Notable examples occurred in the steel and petroleum industries. A dramatic expansion in farming took place. The number of people living on farms grew from about 10 million in to 22 million in to 31 million in Even larger numbers of settlers downloadd lands at very low interest from the new railroads, which were trying to create markets.

The railroads advertised heavily in Europe and brought over, at low fares, hundreds of thousands of farmers from Germany, Scandinavia and Britain.

Despite their remarkable progress and general prosperity, 19th-century U. Along with the mechanical improvements which greatly increased yield per unit area, the amount of land under cultivation grew rapidly throughout the second half of the century, as the railroads opened up new areas of the West for settlement. The wheat farmers enjoyed abundant output and good years from to when bad European harvests kept the world price high.

They then suffered from a slump in the s when conditions in Europe improved. The farther west the settlers went, the more dependent they became on the monopolistic railroads to move their goods to market, and the more inclined they were to protest, as in the Populist movement of the s. Wheat farmers blamed local grain elevator owners who downloadd their crop , railroads and eastern bankers for the low prices.

To modernize traditional agriculture reformers founded the Grange movement , in The Granges focused initially on social activities to counter the isolation most farm families experienced. Women's participation was actively encouraged. Spurred by the Panic of , the Grange soon grew to 20, chapters and 1. The Granges set up their own marketing systems, stores, processing plants, factories and cooperatives. Most went bankrupt. The movement also enjoyed some political success during the s.

A few Midwestern states passed " Granger Laws ", limiting railroad and warehouse fees. Federal land grants helped each state create an agricultural college and a network of extension agents who demonstrated modern techniques to farmers. Wheat and cotton farmers in the s supported the Populist movement, but failed in their demands for free silver and inflation. Instead the election committed the nation to the gold standard and a program of sustained industrialization.

Farmers in the Midwest and East gave verbal support to the Populists. They focused on the nearby urban markets, rather than on highly fluctuating European markets for weaving cotton.

In the s an advance in lighting was the use of kerosene lamps with glass chimneys, which produced a good quality light at a relatively affordable price. Kerosene lighting effectively extended the day and made it easier to read at night. An industry developed to produce coal oil , as kerosene was then called. George Bissell paid a visit Dartmouth College , which he had attended, and saw a sample of "rock oil" from Pennsylvania. Suspecting that the oil may have potential as an illuminant and lubricant, he organized an investor group.

Silliman's report of April stated that "rock oil" could yield an excellent illuminating oil. However, there was no economical means for producing sufficient commercial quantities of oil.
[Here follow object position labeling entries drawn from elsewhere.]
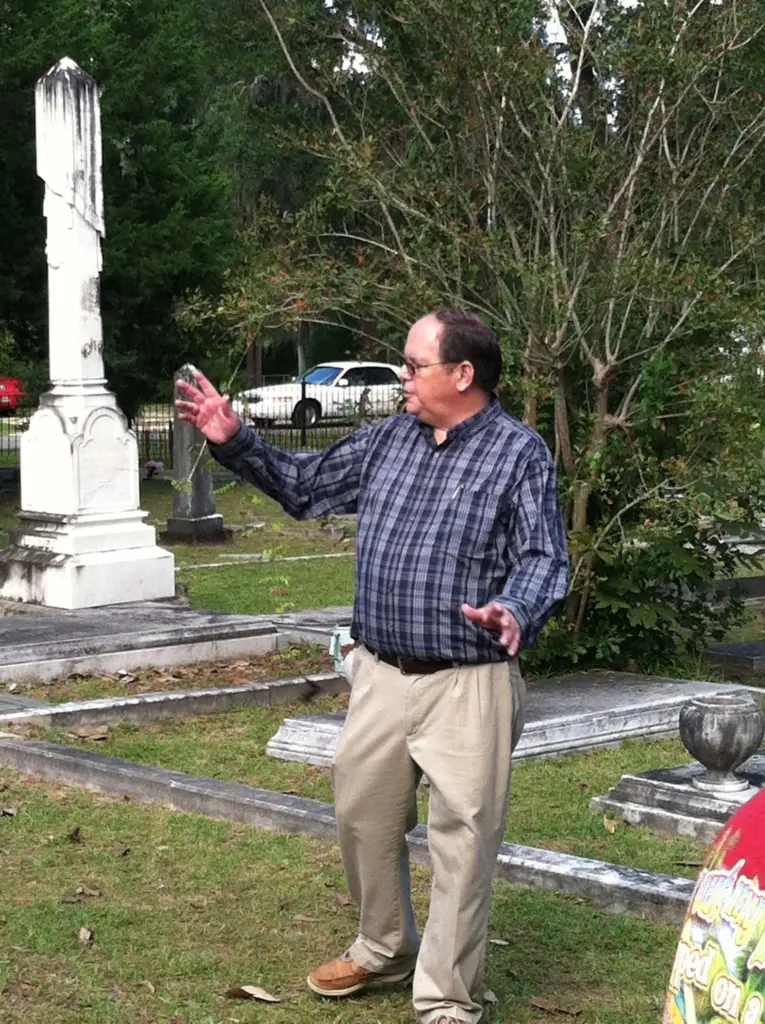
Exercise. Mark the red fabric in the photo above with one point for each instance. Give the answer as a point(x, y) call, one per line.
point(719, 972)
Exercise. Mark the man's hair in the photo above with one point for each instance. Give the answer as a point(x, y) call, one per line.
point(464, 338)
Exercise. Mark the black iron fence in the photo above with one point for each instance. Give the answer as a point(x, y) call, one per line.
point(13, 422)
point(306, 421)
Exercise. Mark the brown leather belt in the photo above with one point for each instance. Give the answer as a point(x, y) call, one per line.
point(411, 666)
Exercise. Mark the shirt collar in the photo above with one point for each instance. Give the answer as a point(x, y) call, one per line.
point(468, 427)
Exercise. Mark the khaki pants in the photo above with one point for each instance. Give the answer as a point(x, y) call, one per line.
point(459, 727)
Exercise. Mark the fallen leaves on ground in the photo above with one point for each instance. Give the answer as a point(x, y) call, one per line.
point(251, 992)
point(554, 1008)
point(304, 659)
point(92, 733)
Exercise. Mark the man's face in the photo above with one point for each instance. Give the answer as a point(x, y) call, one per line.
point(430, 386)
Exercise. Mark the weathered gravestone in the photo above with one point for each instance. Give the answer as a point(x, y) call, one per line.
point(82, 541)
point(194, 515)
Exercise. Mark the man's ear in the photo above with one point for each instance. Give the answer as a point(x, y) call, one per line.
point(466, 376)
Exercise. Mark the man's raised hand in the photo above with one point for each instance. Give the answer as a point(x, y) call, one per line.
point(209, 412)
point(499, 620)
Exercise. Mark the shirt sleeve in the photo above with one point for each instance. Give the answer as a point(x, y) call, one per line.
point(305, 484)
point(538, 548)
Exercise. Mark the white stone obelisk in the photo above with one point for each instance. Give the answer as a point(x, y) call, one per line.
point(82, 541)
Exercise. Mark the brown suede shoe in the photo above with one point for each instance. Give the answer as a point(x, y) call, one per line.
point(343, 977)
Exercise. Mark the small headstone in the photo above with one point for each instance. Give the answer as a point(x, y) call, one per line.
point(194, 515)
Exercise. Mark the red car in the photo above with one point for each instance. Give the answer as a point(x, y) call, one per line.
point(11, 393)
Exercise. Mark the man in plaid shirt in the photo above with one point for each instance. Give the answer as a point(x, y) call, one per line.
point(460, 560)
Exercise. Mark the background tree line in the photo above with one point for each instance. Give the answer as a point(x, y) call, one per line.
point(584, 175)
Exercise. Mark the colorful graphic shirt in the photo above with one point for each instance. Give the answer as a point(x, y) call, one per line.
point(719, 972)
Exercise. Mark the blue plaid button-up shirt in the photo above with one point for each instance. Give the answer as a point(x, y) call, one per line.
point(474, 519)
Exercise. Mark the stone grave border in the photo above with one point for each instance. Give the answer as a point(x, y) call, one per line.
point(612, 888)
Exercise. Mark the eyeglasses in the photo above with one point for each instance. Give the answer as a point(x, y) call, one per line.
point(414, 368)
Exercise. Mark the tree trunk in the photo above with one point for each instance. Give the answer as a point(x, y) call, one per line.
point(254, 363)
point(301, 343)
point(530, 393)
point(576, 606)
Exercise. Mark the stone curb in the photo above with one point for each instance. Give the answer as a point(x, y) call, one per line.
point(610, 887)
point(179, 704)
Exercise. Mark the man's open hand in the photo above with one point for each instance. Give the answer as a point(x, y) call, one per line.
point(209, 412)
point(499, 620)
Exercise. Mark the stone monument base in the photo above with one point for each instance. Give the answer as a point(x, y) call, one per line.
point(667, 800)
point(206, 528)
point(85, 561)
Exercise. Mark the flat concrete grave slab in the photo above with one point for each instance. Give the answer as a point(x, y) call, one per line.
point(564, 715)
point(747, 657)
point(149, 634)
point(142, 708)
point(314, 626)
point(611, 887)
point(667, 800)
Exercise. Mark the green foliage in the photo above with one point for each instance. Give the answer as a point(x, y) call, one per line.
point(595, 201)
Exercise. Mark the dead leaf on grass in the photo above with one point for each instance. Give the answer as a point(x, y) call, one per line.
point(554, 1008)
point(91, 732)
point(251, 992)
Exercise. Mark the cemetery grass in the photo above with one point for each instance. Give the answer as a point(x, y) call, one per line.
point(180, 908)
point(550, 802)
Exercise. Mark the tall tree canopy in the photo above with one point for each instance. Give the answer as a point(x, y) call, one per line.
point(585, 175)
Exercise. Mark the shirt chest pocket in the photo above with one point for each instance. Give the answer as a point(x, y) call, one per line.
point(469, 522)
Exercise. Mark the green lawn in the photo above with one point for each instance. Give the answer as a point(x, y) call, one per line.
point(180, 908)
point(550, 806)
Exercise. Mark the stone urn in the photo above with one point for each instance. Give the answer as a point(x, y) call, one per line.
point(721, 731)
Bissell had a chance insight when he saw a picture of oil derricks used to produce an oil based patent medicine obtained as a byproduct of a brine well.

Edwin Drake , a shareholder, was hired by the company to drill for oil. The site chosen to drill the well was on Oil Creek near Titusville, PA, where a water well was producing oil. Drake chose to use brine well drilling technology based on the technique used in China since ancient times that reached the West in the late s, except that Drake used iron cable, an iron well casing and a steam engine. The Drake Well hit oil at a depth of Among the numerous refineries that were started were several along a new rail link to Cleveland, Ohio, where John D.

Rockefeller and his partner Maurice Clark owned a grocery produce shipping business. Rockefeller and Clark also got in the refining business, and in the partners decided to hold a private auction between the two, with Rockefeller being the successful bidder. The refining industry was intensely competitive, and by there was three times the capacity needed, a situation which lasted many years, with the number of refineries reaching In John D. Harkness formed Standard Oil. John D. Rockefeller was the master planner and organizer of the systematic plan to form combinations with or acquire competitors and enter all phases of the oil industry from production to transportation, refining and distribution, a concept called vertical integration.

Standard Oil sought every possible advantage over its competitors. One method was using Standard's high shipping volume to secure discounts and drawbacks payments from railroads for transporting competitors products from railroads.

Producers in the Pennsylvania oil region tried to counter Standard Oil's transportation arrangements download building the first long distance pipeline, the mile long Tidewater Pipeline to Williamsport, Pennsylvania, which was on the Reading Railroad. Standard Oil fought back by building four pipelines of its own. Standard continued to monopolize the oil industry in the U.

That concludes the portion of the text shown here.